Uniquely gained and lost genes in B. ovis
The uniquely gained genes were defined as the B. ovis genes that have no orthologs in either species, as shown below. The first set was closely related to B. bovis and Babesia sp. Xinjiang. The other set was wider range of Babesia spp., B. bovis, B. bigemina, B. ovata, B. caballi, B. divergens, and Babesia sp. Xinjiang. The uniquely lost genes were defined as the genes conserved in Babesia spp. mentioned above but lack in B. ovis. Those in B. bovis were retrieved as representatives. GO enrichment analysis for both gained and lost genes was performed using agriGO (Tian et al., 2017).
Identification of multigene families
The ves and smorf multigene families in the B. ovis genome were searched using hidden Markov model. The training dataset was constructed on the basis of the public genomes and annotations mentioned above. In detail, ves1α, ves1β, and smorf in B. bovis were retrieved from the gff by searching “variant erythrocyte surface antigen-1, alpha,” “variant erythrocyte surface antigen-1, beta,” and “smorf,” respectively. Babesia divergens ves1 genes were retrieved from the gff by searching “variant erythrocyte surface antigen.” Babesia bigemina ves1a, ves1b, ves1ba, and ves2 were retrieved from the website by Sanger institute (https://www.sanger.ac.uk/resources/downloads/protozoa/babesia-bigemina.html). Babesia sp. Xinjiang ves was obtained from GenBank sequence MBFZ00000000.1 (Guan et al., 2016). Hidden Markov models for each gene set were constructed, and, then, ves-related genes in B. ovis were identified using HMMER version 3.3.2 (Mistry et al., 2013). The genes in B. ovis and the abovementioned ves and smorf genes in B. bovis, B. divergens, B. bigemina, and Babesia sp. Xinjiang were aligned using BLASTP (Altschul et al., 1990). Those with more than 200-bit score were selected, and mutual similarity was visualized with Gephi using a Fruchterman–Reingold layout (Bastian et al., 2009).

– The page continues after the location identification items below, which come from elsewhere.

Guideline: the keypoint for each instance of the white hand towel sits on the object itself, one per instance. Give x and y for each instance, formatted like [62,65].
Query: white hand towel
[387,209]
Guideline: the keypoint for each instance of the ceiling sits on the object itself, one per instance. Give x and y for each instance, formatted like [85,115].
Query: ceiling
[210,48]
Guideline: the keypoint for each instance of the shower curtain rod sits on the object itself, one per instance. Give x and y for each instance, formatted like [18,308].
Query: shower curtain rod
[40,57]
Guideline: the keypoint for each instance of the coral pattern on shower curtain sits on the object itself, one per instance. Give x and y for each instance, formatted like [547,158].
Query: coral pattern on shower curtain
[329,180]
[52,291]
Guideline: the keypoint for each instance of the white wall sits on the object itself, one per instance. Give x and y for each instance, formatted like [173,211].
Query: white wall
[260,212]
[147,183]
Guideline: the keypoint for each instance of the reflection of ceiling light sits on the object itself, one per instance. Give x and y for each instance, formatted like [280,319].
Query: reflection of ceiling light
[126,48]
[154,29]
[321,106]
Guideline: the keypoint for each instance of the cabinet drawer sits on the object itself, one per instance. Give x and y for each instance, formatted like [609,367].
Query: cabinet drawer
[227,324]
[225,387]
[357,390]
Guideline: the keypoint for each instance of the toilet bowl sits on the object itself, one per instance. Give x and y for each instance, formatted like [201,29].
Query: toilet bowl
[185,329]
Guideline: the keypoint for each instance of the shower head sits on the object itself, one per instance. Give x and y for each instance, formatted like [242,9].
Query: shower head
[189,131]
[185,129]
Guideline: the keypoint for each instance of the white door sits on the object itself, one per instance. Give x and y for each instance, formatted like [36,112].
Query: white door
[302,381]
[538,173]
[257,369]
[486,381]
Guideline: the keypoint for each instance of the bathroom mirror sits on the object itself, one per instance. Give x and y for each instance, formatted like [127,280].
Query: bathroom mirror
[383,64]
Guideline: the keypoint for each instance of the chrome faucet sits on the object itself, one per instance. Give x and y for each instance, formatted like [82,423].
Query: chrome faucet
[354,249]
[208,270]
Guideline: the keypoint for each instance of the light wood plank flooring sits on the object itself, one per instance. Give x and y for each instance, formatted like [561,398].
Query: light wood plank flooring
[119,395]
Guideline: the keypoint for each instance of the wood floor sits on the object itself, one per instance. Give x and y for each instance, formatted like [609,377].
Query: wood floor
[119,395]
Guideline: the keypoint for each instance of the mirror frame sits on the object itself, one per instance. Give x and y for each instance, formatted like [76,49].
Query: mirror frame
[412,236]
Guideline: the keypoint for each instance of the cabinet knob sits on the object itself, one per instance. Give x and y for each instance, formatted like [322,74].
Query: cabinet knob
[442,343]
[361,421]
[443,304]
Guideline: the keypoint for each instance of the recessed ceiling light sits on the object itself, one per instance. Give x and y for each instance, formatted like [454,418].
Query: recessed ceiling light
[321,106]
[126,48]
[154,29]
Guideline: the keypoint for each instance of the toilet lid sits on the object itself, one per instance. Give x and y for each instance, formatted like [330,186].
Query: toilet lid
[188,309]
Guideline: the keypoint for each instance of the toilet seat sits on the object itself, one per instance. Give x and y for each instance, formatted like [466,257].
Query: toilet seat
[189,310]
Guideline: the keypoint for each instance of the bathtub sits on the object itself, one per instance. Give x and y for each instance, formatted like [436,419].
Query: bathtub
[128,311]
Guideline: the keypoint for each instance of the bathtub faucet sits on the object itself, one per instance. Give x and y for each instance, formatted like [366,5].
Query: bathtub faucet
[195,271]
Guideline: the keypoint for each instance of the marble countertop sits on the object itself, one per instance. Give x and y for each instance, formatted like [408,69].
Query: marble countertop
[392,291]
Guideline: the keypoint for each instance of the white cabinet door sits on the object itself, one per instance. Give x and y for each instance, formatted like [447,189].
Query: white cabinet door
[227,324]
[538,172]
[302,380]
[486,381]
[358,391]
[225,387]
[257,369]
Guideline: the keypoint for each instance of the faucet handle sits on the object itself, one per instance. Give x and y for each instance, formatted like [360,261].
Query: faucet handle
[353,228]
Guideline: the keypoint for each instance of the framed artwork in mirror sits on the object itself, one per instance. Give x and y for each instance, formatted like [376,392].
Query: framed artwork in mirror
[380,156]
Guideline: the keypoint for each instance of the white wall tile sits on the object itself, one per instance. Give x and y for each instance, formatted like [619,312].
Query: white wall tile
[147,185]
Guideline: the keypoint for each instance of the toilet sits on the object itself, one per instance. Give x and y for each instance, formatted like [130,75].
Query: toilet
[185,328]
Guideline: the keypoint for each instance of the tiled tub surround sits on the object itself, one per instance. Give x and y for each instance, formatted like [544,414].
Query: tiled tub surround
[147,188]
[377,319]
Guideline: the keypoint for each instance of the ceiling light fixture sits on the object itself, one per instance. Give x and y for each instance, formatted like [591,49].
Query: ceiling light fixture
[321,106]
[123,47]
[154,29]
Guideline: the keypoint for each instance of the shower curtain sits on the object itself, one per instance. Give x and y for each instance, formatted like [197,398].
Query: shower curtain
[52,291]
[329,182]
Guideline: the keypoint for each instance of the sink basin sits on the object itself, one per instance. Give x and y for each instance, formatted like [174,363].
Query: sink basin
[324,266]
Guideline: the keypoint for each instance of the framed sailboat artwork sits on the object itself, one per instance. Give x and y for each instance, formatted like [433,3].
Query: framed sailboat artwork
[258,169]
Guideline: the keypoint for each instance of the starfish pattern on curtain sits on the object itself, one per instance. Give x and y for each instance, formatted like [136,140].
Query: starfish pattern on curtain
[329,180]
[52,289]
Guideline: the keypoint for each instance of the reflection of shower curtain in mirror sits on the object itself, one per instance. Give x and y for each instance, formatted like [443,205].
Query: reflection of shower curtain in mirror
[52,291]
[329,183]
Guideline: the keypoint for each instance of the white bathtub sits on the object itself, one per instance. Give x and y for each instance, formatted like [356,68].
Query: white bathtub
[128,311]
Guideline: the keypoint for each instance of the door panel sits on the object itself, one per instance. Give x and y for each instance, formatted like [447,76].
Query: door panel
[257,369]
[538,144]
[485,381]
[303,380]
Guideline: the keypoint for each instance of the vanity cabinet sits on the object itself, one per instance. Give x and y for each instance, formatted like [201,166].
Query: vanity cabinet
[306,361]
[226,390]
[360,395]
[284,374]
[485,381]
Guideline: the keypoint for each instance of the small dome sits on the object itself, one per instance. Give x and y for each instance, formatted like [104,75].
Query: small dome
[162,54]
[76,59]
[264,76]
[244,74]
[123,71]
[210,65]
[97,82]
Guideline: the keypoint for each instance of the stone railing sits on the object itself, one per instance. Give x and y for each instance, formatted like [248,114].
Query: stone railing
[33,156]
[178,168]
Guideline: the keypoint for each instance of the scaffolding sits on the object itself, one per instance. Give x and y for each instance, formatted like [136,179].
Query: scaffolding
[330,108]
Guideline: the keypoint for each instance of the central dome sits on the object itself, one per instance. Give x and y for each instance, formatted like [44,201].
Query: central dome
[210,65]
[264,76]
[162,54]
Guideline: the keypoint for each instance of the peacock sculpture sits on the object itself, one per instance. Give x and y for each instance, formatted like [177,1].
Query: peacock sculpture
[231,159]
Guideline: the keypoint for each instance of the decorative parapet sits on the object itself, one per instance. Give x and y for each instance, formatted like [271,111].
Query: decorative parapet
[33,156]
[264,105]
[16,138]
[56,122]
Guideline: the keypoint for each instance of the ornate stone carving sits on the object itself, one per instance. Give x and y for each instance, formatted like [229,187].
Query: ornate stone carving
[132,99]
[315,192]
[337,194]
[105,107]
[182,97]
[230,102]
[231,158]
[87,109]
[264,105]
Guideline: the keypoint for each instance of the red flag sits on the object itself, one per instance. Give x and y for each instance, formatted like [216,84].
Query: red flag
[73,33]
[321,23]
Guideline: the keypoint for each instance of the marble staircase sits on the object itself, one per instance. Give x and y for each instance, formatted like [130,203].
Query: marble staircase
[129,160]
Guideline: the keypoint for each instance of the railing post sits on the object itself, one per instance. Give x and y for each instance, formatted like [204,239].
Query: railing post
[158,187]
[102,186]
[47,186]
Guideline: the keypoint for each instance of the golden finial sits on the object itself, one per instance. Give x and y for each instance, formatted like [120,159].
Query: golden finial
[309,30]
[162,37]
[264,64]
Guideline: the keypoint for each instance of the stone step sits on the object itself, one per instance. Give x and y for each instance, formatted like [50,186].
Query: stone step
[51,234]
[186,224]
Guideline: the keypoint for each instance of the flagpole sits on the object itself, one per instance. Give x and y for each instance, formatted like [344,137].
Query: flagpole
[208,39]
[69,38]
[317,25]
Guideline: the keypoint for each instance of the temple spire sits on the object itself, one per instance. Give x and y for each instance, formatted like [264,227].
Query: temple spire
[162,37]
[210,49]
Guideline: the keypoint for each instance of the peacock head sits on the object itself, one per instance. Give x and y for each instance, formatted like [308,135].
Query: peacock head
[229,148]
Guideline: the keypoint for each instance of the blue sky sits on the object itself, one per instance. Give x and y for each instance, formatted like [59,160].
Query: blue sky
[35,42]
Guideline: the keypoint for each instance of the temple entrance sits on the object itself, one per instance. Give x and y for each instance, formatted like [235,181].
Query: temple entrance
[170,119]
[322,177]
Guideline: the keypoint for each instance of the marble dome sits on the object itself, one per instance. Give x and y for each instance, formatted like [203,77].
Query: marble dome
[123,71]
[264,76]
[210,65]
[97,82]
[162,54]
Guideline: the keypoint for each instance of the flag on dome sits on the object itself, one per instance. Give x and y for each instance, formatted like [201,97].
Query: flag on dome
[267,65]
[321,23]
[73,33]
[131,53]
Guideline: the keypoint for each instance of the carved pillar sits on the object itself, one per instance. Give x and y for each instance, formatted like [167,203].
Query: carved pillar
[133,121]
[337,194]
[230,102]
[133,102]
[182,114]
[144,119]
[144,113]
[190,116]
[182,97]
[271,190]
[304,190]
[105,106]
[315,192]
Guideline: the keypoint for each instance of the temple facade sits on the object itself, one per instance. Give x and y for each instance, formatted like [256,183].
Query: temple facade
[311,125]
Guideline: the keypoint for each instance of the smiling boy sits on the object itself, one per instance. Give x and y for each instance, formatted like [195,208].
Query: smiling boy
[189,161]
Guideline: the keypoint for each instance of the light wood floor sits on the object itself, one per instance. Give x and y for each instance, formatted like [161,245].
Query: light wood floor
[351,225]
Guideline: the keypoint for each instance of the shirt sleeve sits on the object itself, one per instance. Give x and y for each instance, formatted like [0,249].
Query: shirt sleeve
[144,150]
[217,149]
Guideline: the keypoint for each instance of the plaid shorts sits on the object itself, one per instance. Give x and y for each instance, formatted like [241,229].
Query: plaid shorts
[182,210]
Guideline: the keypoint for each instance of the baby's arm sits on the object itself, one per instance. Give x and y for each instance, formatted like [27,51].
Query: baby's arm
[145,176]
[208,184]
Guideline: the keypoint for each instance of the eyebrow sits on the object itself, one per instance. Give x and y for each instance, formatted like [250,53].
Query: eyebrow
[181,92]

The mtm multigene family in B. ovis was examined using an algorithm predicting transmembrane domain, TMHMM version 2.0c (Krogh et al., 2001), if there were eight or more predicted transmembrane domains and at least one TM domain average per 100 amino acids. Those in B. caballi, B. divergens, and Babesia sp. Xinjiang identified with the same method. Those in B. bovis and B. bigemina were retrieved from the previous study (Hakimi et al., 2020). Mutual similarity among them was examined and visualized as mentioned above.
To find other multigene families, the genes in B. ovis were aligned to themselves using BLASTP. Those with more than 200-bit score were selected, and mutual similarity was visualized with Gephi using a Fruchterman–Reingold layout (Bastian et al., 2009). Clusters were assigned by Gephi function, and their functions were estimated using BLASTP with nr database.
Results
De novo assembly of B. ovis genome
Using MiSeq, we obtained 1.9 million paired-end reads consisting of 1.1 Gbp. In parallel, a total of 196,077 reads and 295,660 subreads, consisting of 0.6 and 1.8 Gbp, were obtained using MinION FLO-MIN106 and PacBio RS II, respectively.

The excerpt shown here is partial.